Quatrièmement, indiquer, également à part, le résultat distribuable qui, pour respecter le principe de prudence, devra minorer le résultat réel des pertes potentielles. Il convient également de montrer le résultat fiscal avec un tableau permettant de voir comment on passe du résultat réel au résultat fiscal et quels sont les cadeaux fiscaux.

Le pouvoir financier en question

Un tel système permettra d'y voir beaucoup plus clair que l'affreux méli-mélo des IFRS ! Il constituera une avancée démocratique et sociale considérable, mais se heurtera à bien des intérêts, ce qui nous mène au dernier point de notre exposé.

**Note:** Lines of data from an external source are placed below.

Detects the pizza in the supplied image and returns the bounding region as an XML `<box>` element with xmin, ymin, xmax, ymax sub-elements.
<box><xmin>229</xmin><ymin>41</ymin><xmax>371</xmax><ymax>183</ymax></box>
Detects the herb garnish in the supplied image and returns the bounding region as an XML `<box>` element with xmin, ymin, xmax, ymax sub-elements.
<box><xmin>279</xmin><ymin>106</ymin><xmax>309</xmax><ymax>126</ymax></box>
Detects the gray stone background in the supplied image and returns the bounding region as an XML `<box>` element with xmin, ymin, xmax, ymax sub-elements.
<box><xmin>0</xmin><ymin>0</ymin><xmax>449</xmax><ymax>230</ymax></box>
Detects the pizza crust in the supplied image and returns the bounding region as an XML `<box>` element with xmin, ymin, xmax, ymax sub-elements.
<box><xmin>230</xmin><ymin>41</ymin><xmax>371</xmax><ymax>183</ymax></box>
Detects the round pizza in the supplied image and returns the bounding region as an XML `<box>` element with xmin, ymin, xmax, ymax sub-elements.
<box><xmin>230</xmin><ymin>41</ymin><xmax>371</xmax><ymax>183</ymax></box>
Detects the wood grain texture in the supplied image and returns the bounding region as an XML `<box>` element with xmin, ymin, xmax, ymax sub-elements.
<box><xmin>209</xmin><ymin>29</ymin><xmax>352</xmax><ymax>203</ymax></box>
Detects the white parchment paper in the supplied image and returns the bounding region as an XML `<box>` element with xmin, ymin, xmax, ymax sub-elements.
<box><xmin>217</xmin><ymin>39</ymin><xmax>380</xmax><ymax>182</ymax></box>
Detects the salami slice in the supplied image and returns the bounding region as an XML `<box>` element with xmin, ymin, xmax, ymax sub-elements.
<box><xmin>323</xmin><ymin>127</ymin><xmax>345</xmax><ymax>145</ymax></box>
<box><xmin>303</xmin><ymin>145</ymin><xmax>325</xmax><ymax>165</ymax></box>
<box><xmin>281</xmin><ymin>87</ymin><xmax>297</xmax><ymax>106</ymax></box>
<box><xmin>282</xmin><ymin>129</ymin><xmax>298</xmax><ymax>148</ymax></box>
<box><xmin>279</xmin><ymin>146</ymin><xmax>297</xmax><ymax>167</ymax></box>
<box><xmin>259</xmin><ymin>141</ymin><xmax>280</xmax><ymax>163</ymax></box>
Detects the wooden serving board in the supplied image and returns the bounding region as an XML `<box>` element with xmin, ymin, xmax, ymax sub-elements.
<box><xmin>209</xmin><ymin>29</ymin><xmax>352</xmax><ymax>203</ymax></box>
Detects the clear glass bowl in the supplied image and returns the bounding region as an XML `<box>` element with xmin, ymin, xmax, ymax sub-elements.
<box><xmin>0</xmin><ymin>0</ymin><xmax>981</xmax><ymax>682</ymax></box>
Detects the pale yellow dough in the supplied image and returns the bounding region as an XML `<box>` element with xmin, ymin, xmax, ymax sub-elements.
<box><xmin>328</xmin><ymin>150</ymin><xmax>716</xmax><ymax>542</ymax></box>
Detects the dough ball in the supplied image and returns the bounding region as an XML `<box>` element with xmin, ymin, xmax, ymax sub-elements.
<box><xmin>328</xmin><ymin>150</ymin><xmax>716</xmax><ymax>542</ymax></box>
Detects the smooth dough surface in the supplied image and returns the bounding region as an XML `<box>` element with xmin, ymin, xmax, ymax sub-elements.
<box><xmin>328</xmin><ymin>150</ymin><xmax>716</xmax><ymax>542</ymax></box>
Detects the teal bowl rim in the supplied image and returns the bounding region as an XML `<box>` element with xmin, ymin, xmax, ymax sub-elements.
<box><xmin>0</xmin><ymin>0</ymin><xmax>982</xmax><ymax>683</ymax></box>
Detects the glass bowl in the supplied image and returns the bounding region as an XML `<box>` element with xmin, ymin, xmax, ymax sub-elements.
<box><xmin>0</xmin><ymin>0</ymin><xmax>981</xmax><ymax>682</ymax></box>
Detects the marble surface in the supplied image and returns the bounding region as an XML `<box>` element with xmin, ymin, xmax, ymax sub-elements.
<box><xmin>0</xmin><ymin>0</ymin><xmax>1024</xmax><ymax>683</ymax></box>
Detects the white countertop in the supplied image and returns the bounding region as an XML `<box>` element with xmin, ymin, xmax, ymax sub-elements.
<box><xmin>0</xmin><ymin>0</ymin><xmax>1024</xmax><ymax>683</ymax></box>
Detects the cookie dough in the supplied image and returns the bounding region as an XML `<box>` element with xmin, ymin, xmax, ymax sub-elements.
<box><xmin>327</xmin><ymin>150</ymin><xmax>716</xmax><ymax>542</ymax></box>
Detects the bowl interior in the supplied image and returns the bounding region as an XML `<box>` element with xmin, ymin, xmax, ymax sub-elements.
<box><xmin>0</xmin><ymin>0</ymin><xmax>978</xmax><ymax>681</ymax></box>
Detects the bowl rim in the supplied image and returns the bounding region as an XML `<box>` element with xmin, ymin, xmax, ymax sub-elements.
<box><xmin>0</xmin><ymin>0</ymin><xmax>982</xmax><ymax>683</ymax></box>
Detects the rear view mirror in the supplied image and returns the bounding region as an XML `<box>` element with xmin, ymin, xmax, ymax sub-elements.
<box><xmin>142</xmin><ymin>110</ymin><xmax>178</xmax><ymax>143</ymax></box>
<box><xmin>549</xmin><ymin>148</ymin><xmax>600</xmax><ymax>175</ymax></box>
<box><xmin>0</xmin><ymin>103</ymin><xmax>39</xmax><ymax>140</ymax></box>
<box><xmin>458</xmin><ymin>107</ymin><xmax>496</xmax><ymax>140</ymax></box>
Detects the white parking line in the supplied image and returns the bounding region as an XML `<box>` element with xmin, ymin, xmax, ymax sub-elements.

Pour faire cette révolution comptable, il faudra briser le pouvoir de la caste financière qui contrôle tous les rouages politiques et économiques. Dans l'entreprise, il faudra que les actionnaires perdent leur pouvoir absolu et le partagent avec les représentants du capital naturel et du capital humain. Dans les organismes comptables qui décident des normes, il faudra que l'ensemble des couches sociales de la nation soit équitablement représenté, car, actuellement, une caste de représentants du grand capital financier, aidée de leurs auditeurs, décide à la fois du choix des normes comptables, de leur application et de leur contrôle : c'est un peu comme si l'on demandait aux cafetiers de déterminer les normes de consommation d'alcool ! Dans l'enseignement, il faudra recycler les livres pernicieux de finance « moderne » et donner la priorité à l'enseignement de la gestion environnementale.

Tout cela ne se fera pas sans mal ! Caton l'Ancien, à Rome, avait l'habitude de terminer ses interventions au Sénat par la fameuse phrase Carthaginem esse delendam (« Il faut que Carthage soit détruite »). Nous devrions nous inspirer de la ténacité du vieux sénateur et nous persuader de la nécessité de détruire les IFRS pour construire, si possible à l'échelle européenne, un système comptable moderne, efficace et démocratique.